In primo luogo, il magistrato osserva che il tasso di mora legalmente previsto dall’art.2 d.lgs. n.231/2002 e relativo ai ritardi nei pagamenti nelle transazioni commerciali è risultato, in alcuni periodi, superiore ai saggi soglia. Pertanto, atteso che un saggio legalmente previsto non può essere usuraio, da ciò il giudice fa discendere che il tasso di mora non può soggiacere alla normativa sull’usura.

Alla medesima conclusione si giunge, secondo il magistrato, rilevando che la determinazione del TEGM – e quindi del tasso “soglia” – non tiene conto degli interessi di mora, per i quali, quindi, mancherebbe la rilevazione della soglia usuraia.

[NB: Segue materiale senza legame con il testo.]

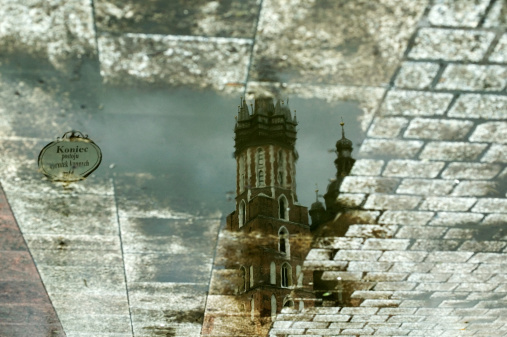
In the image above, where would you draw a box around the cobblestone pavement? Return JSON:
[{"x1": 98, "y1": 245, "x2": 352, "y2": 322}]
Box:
[{"x1": 0, "y1": 0, "x2": 507, "y2": 337}]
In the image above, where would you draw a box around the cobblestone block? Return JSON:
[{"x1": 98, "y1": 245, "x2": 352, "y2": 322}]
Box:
[
  {"x1": 340, "y1": 176, "x2": 399, "y2": 193},
  {"x1": 419, "y1": 142, "x2": 487, "y2": 161},
  {"x1": 410, "y1": 240, "x2": 461, "y2": 252},
  {"x1": 394, "y1": 62, "x2": 440, "y2": 89},
  {"x1": 444, "y1": 228, "x2": 479, "y2": 240},
  {"x1": 489, "y1": 33, "x2": 507, "y2": 63},
  {"x1": 470, "y1": 121, "x2": 507, "y2": 144},
  {"x1": 379, "y1": 211, "x2": 435, "y2": 225},
  {"x1": 403, "y1": 118, "x2": 474, "y2": 140},
  {"x1": 380, "y1": 90, "x2": 453, "y2": 116},
  {"x1": 363, "y1": 239, "x2": 410, "y2": 250},
  {"x1": 448, "y1": 94, "x2": 507, "y2": 119},
  {"x1": 350, "y1": 159, "x2": 384, "y2": 176},
  {"x1": 389, "y1": 262, "x2": 435, "y2": 273},
  {"x1": 395, "y1": 226, "x2": 447, "y2": 239},
  {"x1": 442, "y1": 163, "x2": 502, "y2": 180},
  {"x1": 382, "y1": 159, "x2": 445, "y2": 178},
  {"x1": 420, "y1": 197, "x2": 477, "y2": 211},
  {"x1": 431, "y1": 262, "x2": 477, "y2": 273},
  {"x1": 430, "y1": 212, "x2": 484, "y2": 226},
  {"x1": 315, "y1": 237, "x2": 364, "y2": 249},
  {"x1": 374, "y1": 281, "x2": 417, "y2": 291},
  {"x1": 334, "y1": 250, "x2": 382, "y2": 261},
  {"x1": 472, "y1": 198, "x2": 507, "y2": 213},
  {"x1": 364, "y1": 194, "x2": 421, "y2": 210},
  {"x1": 408, "y1": 28, "x2": 495, "y2": 62},
  {"x1": 359, "y1": 139, "x2": 424, "y2": 158},
  {"x1": 436, "y1": 64, "x2": 507, "y2": 91},
  {"x1": 336, "y1": 193, "x2": 365, "y2": 208},
  {"x1": 469, "y1": 253, "x2": 507, "y2": 264},
  {"x1": 368, "y1": 117, "x2": 408, "y2": 138},
  {"x1": 452, "y1": 181, "x2": 499, "y2": 197},
  {"x1": 347, "y1": 261, "x2": 392, "y2": 271},
  {"x1": 481, "y1": 144, "x2": 507, "y2": 163},
  {"x1": 425, "y1": 251, "x2": 474, "y2": 262},
  {"x1": 379, "y1": 251, "x2": 428, "y2": 262},
  {"x1": 396, "y1": 179, "x2": 454, "y2": 195},
  {"x1": 481, "y1": 213, "x2": 507, "y2": 226}
]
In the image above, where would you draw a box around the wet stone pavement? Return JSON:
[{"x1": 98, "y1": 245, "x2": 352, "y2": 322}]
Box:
[{"x1": 0, "y1": 0, "x2": 507, "y2": 337}]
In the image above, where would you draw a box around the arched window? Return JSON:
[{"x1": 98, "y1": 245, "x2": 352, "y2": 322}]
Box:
[
  {"x1": 271, "y1": 295, "x2": 276, "y2": 320},
  {"x1": 269, "y1": 262, "x2": 276, "y2": 284},
  {"x1": 280, "y1": 262, "x2": 292, "y2": 288},
  {"x1": 238, "y1": 200, "x2": 246, "y2": 228},
  {"x1": 278, "y1": 194, "x2": 289, "y2": 220},
  {"x1": 239, "y1": 266, "x2": 247, "y2": 293},
  {"x1": 257, "y1": 170, "x2": 265, "y2": 187},
  {"x1": 278, "y1": 226, "x2": 290, "y2": 257}
]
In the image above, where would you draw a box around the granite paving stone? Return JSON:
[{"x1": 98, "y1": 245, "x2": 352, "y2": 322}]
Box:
[
  {"x1": 470, "y1": 122, "x2": 507, "y2": 144},
  {"x1": 394, "y1": 61, "x2": 440, "y2": 89},
  {"x1": 408, "y1": 28, "x2": 495, "y2": 62},
  {"x1": 442, "y1": 163, "x2": 502, "y2": 180},
  {"x1": 448, "y1": 94, "x2": 507, "y2": 120},
  {"x1": 380, "y1": 90, "x2": 453, "y2": 116},
  {"x1": 436, "y1": 64, "x2": 507, "y2": 91}
]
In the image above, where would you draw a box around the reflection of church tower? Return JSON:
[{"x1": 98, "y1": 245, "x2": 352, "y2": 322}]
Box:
[
  {"x1": 227, "y1": 98, "x2": 312, "y2": 326},
  {"x1": 324, "y1": 122, "x2": 356, "y2": 218}
]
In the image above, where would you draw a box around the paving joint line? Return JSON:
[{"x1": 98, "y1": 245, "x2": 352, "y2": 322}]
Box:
[{"x1": 111, "y1": 177, "x2": 134, "y2": 336}]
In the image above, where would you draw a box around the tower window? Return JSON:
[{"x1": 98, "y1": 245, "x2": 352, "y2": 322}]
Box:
[
  {"x1": 238, "y1": 200, "x2": 246, "y2": 228},
  {"x1": 281, "y1": 262, "x2": 292, "y2": 288}
]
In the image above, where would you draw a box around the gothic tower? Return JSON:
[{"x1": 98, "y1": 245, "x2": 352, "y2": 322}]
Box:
[{"x1": 227, "y1": 98, "x2": 313, "y2": 321}]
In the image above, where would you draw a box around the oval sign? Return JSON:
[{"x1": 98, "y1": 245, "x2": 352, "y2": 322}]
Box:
[{"x1": 39, "y1": 131, "x2": 102, "y2": 182}]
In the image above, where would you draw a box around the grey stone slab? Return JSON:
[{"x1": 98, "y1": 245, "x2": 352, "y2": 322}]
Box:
[
  {"x1": 428, "y1": 0, "x2": 489, "y2": 28},
  {"x1": 10, "y1": 194, "x2": 118, "y2": 235},
  {"x1": 442, "y1": 163, "x2": 502, "y2": 180},
  {"x1": 489, "y1": 34, "x2": 507, "y2": 63},
  {"x1": 364, "y1": 194, "x2": 421, "y2": 210},
  {"x1": 472, "y1": 198, "x2": 507, "y2": 213},
  {"x1": 38, "y1": 266, "x2": 126, "y2": 296},
  {"x1": 368, "y1": 117, "x2": 408, "y2": 138},
  {"x1": 124, "y1": 253, "x2": 211, "y2": 284},
  {"x1": 340, "y1": 176, "x2": 399, "y2": 193},
  {"x1": 394, "y1": 62, "x2": 440, "y2": 89},
  {"x1": 470, "y1": 122, "x2": 507, "y2": 144},
  {"x1": 0, "y1": 1, "x2": 96, "y2": 68},
  {"x1": 403, "y1": 118, "x2": 474, "y2": 140},
  {"x1": 379, "y1": 211, "x2": 435, "y2": 225},
  {"x1": 408, "y1": 28, "x2": 495, "y2": 62},
  {"x1": 452, "y1": 180, "x2": 499, "y2": 197},
  {"x1": 98, "y1": 34, "x2": 252, "y2": 90},
  {"x1": 396, "y1": 179, "x2": 455, "y2": 195},
  {"x1": 436, "y1": 64, "x2": 507, "y2": 91},
  {"x1": 24, "y1": 234, "x2": 121, "y2": 252},
  {"x1": 30, "y1": 249, "x2": 123, "y2": 267},
  {"x1": 448, "y1": 94, "x2": 507, "y2": 119},
  {"x1": 481, "y1": 144, "x2": 507, "y2": 163},
  {"x1": 430, "y1": 212, "x2": 484, "y2": 226},
  {"x1": 382, "y1": 160, "x2": 444, "y2": 178},
  {"x1": 251, "y1": 0, "x2": 425, "y2": 85},
  {"x1": 359, "y1": 138, "x2": 424, "y2": 158},
  {"x1": 350, "y1": 159, "x2": 384, "y2": 176},
  {"x1": 94, "y1": 0, "x2": 260, "y2": 38},
  {"x1": 59, "y1": 314, "x2": 132, "y2": 333},
  {"x1": 380, "y1": 89, "x2": 452, "y2": 116},
  {"x1": 419, "y1": 142, "x2": 487, "y2": 161}
]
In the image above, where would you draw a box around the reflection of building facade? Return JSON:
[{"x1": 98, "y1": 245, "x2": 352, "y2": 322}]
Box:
[{"x1": 203, "y1": 98, "x2": 314, "y2": 335}]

Il giudice, inoltre, osserva che interessi corrispettivi e moratori assolvono a funzioni – compensativa i primi e risarcitoria i secondi – del tutto differenti che non consentono una parità di trattamento. Pertanto, atteso che l’art.644 c.p. espressamente richiama il concetto di “corrispettività”, non sarebbe corretto assoggettare gli interessi di mora alla disciplina sull’usura ex legge n.108/1996.

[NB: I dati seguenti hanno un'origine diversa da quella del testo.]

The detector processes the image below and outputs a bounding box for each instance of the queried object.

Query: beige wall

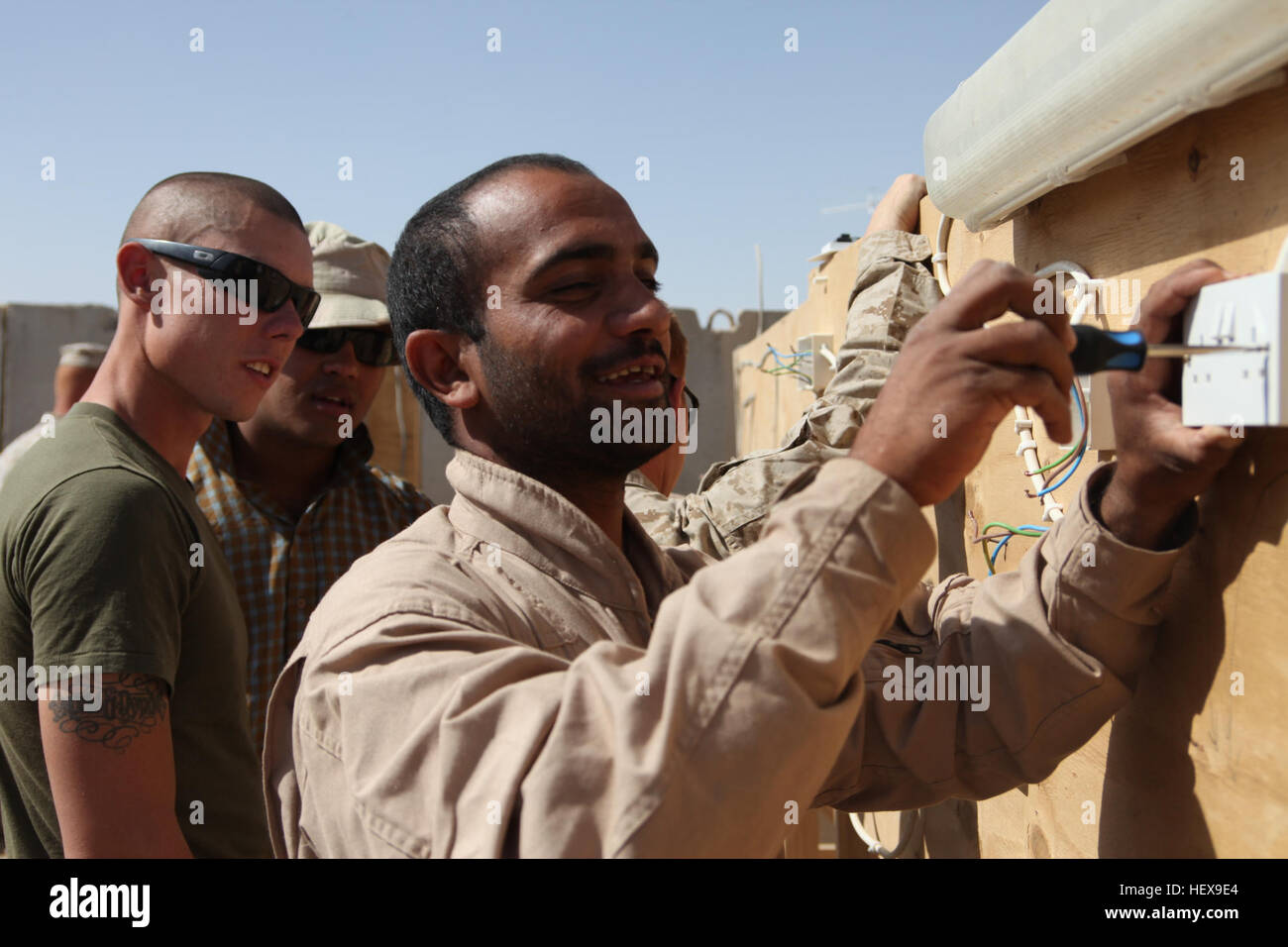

Peraltro, “negare la sanzione della non debenza degli interessi in caso di interessi moratori usurari non significa lasciare il debitore in balia del creditore, atteso che permane la tutela di cui all’art.33 c. 2 lett. f) codice consumo, nonché la possibilità di riduzione a equità ex art. 1384 c.c. negli altri casi”.

In sintesi, il magistrato ritiene che l’art.1815 c.c. sia riferibile unicamente agli interessi di natura corrispettiva e che – differentemente da quanto sostenuto dalla Corte di Cassazione – gli interessi di mora non soggiacciano al vaglio di legittimità ex legge n.108/1996.